From fd7e118ed502175be1e8c1f6af3cb7a531b09072 Mon Sep 17 00:00:00 2001
From: Nazar Gargol <nazargargol@gmail.com>
Date: Thu, 10 Sep 2015 19:16:16 +0200
Subject: [PATCH] Returns 404 page instead of crashing a server whenever
 special characters are used for tag filtering

closes #5808
refs #5816
- adds additional filtering any 'slug' containing content in `renderChannel` for frontend
- adds test for invalid characters in tag slug
---
 core/server/controllers/frontend.js          | 5 +++--
 core/test/functional/routes/frontend_spec.js | 8 ++++++++
 2 files changed, 11 insertions(+), 2 deletions(-)

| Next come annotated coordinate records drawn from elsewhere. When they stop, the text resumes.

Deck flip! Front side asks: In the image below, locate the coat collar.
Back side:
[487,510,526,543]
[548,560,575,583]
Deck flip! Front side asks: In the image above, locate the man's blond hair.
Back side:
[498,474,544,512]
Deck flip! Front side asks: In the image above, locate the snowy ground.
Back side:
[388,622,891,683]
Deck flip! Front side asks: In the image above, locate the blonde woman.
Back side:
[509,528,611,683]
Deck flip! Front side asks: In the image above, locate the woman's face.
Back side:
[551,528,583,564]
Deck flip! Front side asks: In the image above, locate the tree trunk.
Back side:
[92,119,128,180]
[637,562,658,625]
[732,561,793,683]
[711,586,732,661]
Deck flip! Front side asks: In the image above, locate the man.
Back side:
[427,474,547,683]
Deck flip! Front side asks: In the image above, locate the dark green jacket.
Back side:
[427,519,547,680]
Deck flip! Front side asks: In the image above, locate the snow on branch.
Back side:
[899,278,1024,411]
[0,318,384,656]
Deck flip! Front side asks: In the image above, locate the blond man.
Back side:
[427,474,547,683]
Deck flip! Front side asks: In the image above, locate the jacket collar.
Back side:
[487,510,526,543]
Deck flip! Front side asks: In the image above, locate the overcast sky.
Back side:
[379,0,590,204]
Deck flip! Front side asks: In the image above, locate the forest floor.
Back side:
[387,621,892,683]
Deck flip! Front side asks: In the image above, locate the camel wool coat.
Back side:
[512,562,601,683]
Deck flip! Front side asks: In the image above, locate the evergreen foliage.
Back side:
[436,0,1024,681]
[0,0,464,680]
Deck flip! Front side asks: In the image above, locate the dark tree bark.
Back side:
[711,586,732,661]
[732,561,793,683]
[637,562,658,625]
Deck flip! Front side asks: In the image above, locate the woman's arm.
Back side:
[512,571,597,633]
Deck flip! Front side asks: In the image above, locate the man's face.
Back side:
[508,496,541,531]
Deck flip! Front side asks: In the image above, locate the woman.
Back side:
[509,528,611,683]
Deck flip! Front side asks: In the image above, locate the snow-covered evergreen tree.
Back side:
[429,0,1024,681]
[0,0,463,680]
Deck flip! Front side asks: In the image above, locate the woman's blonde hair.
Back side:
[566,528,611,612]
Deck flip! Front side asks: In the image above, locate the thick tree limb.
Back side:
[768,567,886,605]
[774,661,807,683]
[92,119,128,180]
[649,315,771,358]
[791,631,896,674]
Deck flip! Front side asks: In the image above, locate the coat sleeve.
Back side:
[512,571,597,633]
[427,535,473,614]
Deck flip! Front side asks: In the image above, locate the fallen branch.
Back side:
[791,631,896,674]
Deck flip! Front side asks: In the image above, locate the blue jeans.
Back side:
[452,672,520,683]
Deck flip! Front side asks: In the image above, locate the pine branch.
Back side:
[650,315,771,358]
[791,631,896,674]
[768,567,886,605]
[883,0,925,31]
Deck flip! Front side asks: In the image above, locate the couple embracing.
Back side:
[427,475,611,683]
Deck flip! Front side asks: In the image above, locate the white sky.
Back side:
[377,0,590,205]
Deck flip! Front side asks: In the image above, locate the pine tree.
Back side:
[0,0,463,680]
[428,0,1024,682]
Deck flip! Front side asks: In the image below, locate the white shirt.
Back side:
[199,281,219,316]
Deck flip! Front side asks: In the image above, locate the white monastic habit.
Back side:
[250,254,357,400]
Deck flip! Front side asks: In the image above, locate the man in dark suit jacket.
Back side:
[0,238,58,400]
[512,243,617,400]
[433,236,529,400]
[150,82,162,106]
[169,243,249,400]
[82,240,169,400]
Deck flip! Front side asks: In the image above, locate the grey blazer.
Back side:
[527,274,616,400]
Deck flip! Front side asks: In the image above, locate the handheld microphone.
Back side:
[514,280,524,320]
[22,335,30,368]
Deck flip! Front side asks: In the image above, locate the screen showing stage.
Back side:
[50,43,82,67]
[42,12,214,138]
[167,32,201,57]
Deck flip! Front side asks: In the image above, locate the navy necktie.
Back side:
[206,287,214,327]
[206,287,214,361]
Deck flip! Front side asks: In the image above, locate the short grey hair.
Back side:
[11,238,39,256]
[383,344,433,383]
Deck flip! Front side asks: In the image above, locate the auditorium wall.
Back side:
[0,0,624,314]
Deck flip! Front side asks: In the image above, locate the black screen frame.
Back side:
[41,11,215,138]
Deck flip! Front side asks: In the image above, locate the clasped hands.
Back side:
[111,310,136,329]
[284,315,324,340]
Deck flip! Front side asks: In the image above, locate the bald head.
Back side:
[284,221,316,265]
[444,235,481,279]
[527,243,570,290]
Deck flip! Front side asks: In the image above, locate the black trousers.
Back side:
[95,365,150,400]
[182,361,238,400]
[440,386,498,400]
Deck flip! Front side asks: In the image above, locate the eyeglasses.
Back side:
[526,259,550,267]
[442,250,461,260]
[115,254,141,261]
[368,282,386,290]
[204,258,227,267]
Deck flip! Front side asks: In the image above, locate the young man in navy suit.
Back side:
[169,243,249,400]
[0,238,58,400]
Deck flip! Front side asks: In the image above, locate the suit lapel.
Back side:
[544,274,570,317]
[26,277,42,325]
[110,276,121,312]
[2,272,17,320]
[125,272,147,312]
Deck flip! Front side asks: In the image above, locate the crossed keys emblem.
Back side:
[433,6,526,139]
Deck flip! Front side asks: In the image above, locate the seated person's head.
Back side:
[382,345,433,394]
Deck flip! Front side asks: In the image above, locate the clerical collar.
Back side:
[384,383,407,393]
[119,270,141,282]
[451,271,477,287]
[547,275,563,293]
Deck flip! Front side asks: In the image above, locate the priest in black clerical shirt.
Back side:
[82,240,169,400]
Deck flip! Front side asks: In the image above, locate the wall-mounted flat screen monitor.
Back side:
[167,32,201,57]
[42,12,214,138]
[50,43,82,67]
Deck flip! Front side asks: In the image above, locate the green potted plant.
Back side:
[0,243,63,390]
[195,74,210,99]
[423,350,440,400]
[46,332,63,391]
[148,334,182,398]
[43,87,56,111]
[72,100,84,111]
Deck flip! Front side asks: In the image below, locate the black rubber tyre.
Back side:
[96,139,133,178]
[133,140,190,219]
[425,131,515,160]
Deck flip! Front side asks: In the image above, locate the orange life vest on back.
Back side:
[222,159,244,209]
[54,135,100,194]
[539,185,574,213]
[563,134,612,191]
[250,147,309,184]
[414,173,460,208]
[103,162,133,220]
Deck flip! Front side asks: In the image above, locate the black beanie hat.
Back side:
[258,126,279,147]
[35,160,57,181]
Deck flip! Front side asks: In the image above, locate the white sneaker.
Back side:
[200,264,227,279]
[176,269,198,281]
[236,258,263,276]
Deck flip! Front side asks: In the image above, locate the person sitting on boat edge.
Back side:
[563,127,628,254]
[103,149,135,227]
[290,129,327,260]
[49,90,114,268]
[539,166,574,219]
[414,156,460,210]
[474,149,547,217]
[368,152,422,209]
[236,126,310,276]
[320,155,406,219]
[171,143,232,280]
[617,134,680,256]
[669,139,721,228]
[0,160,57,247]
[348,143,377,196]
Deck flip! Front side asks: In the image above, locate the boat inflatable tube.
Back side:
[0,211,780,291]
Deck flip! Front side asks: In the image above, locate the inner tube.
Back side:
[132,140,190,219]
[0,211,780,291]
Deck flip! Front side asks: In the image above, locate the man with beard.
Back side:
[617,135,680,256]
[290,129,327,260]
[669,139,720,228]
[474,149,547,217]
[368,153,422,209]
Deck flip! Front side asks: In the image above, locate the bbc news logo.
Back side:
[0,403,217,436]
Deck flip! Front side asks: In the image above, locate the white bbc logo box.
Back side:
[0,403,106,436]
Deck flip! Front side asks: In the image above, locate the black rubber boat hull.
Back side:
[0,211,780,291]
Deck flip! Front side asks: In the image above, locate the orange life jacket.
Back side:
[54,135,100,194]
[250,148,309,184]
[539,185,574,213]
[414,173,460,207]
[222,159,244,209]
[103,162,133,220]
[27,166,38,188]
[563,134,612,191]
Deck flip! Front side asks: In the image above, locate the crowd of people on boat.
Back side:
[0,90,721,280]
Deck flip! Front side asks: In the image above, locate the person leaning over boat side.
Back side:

diff --git a/core/server/controllers/frontend.js b/core/server/controllers/frontend.js
index 380b016c14..800eb81781 100644
--- a/core/server/controllers/frontend.js
+++ b/core/server/controllers/frontend.js
@@ -14,6 +14,7 @@ var _           = require('lodash'),
     Promise     = require('bluebird'),
     template    = require('../helpers/template'),
     routeMatch  = require('path-match')(),
+    safeString  = require('../utils/index').safeString,
 
     frontendControllers,
     staticPostPermalink = routeMatch('/:slug/:edit?');
@@ -160,8 +161,8 @@ function renderChannel(channelOpts) {
             filter, filterKey;
 
         // Add the slug if it exists in the route
-        if (channelOpts.route.indexOf(':slug') !== -1) {
-            options[channelOpts.name] = req.params.slug;
+        if (channelOpts.route.indexOf(':slug') !== -1 && req.params.slug) {
+            options[channelOpts.name] = safeString(req.params.slug);
             hasSlug = true;
         }
 
diff --git a/core/test/functional/routes/frontend_spec.js b/core/test/functional/routes/frontend_spec.js
index db839bf249..f94a6206f9 100644
--- a/core/test/functional/routes/frontend_spec.js
+++ b/core/test/functional/routes/frontend_spec.js
@@ -79,6 +79,14 @@ describe('Frontend Routing', function () {
                     .end(doEnd(done));
             });
 
+            it('should 404 for unknown tag with invalid characters', function (done) {
+                request.get('/tag/~$pectacular~/')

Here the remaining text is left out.